The Amargosa amphibian in question lives only in a 10-mile stretch of river and wetlands in the Oasis Valley between Beatty and Springdale. It has been classified as a protected species by Nevada since 1998 and has been closely watched by federal authorities since the late 1970s.

The Center for Biological Diversity and the Public Employees for Environmental Responsibility were concerned that not enough was being done to formally protect the toad and in February 2008 filed a petition with Fish and Wildlife seeking federal protection for the species.

These groups claim the toad’s habitat is threatened by planned development, increased ground water pumping and other activity by new residents as well as new stresses on the water table from several utility-scale solar developments planned in nearby Amargosa Valley.

The toad needs stable wetlands that support both mating and insect hunting. The solar developers need water to clean, and in some cases cool, their electric plants.

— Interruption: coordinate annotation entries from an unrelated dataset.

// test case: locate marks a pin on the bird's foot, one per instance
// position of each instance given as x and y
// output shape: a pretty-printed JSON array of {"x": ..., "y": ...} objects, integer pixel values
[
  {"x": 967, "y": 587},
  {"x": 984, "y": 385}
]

The state engineer in 1998 declared that more water rights had been allocated in the Oasis Valley than actually existed. Conservationists and locals contend the aquifer under the Oasis Valley is connected to those in other valleys along the western part of the state, so any major water extraction in one valley would affect springs in the other.

The impact of thousands of acres of solar arrays could be huge, said Rob Mrowka, an ecologist and conservation advocate for the Center for Biological Diversity, one of the organizations that petitions Fish and Wildlife to analyze the threat to the toad.

The level of trouble these endangered or sensitive species could cause for solar developers depends largely on the amount of water the solar plants want to take from the area. A solar photovoltaic plant needs only enough water to wash the panels a few times a year and run water in the plant’s lavatory, the solar industry says. But a single water-cooled solarthermal plant could consume up to 2,000 acre-feet of water a year — enough to support more than 4,000 average Las Vegas homes.

Numerous solar plants of all types are planned for the Amargosa Valley area, but so far the only one that has begun the environmental review process with the Bureau of Land Management is Solar Millennium’s. The plant was proposed with water cooling technology in mind, but the company is also open to using air cooling technology if water resources are a problem, said Jason Higgins, project director for the plant.

“The biological surveys are being analyzed now,” he said. “There are several species of concern up there and those impacts are being analyzed. Any findings will come out in the draft environmental impact statement sometime around January.”

Because of the state protection, the potential impact on the toad by this plant or the cumulative impact of several plants must be considered in the projects’ environmental review. The BLM will ensure any potential impacts on the toad or other sensitive species that depend on the ground water, such as the pupfish, will be analyzed in the environmental review.